Je crois que le Seigneur Jésus-Christ est Ton Fils ; qu'Il m'a aimé et qu'Il est mort sur la croix à ma place, versant Son sang précieux pour mes péchés ; qu'Il a été enseveli, et qu'Il est ressuscité le troisième jour.

Ici et maintenant, je me détourne de mon péché de tout mon cœur, et je me confie en Lui seul — non en mes œuvres, non en ma religion, non en ma bonté — pour me sauver. Seigneur Jésus, entre dans mon cœur, pardonne mon péché, et sois mon Sauveur dès cet instant et pour toujours.

Au nom précieux de notre Seigneur Jésus-Christ je prie. Amen.

Après avoir prié

1. Dites-le à quelqu'un aujourd'hui même. « Si tu confesses de ta bouche que Jésus est le Seigneur, et si tu crois dans ton cœur que Dieu l'a ressuscité des morts, tu seras sauvé » (Romains 10:9).

2. Commencez à lire la Bible. Débutez par l'Évangile selon Jean, puis lisez les Actes, puis l'épître aux Romains. Lisez-en un peu chaque jour. « Désirez avec ardeur le lait spirituel et pur, afin que vous croissiez par son moyen » (1 Pierre 2:2).

3. Parlez chaque jour à votre Père. Vous pouvez désormais venir à Lui avec une pleine confiance, au nom de notre Seigneur Jésus-Christ. Aucun rendez-vous n'est nécessaire, ni la permission d'aucun homme.
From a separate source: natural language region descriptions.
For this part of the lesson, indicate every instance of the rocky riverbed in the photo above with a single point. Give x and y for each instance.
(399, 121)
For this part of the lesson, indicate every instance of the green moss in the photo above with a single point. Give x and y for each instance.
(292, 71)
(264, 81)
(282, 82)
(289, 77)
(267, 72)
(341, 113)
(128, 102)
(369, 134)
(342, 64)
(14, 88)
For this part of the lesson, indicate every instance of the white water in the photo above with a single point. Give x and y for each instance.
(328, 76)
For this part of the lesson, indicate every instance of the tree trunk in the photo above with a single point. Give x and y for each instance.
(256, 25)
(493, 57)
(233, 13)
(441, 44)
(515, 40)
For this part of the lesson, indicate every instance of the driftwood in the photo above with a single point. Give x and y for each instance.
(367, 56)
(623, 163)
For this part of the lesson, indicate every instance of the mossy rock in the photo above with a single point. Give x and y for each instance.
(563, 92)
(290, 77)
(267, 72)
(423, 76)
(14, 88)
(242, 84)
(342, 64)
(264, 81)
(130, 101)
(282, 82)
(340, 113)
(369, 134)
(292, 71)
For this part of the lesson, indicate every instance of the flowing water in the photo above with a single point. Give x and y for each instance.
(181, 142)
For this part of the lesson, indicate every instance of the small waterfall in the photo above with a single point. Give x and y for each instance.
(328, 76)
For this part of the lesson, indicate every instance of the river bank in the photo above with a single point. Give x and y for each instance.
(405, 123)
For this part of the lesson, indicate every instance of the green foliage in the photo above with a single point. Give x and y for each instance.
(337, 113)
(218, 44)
4. Trouvez une église qui croit la Bible, et faites-vous baptiser. Non pas pour être sauvé — vous l'êtes déjà — mais bien par obéissance, et comme confession publique de ce qui vient de vous arriver.

5. Reposez-vous en ceci, et ne soyez pas ébranlé par vos sentiments. « Celui qui écoute ma parole, et qui croit à celui qui m'a envoyé, a la vie éternelle, et il ne vient point en jugement, mais il est passé de la mort à la vie » (Jean 5:24). Vous pécherez encore ; et lorsque cela arrivera, confessez-le aussitôt et poursuivez votre route — « Si nous confessons nos péchés, il est fidèle et juste pour nous les pardonner, et pour nous purifier de toute iniquité » (1 Jean 1:9).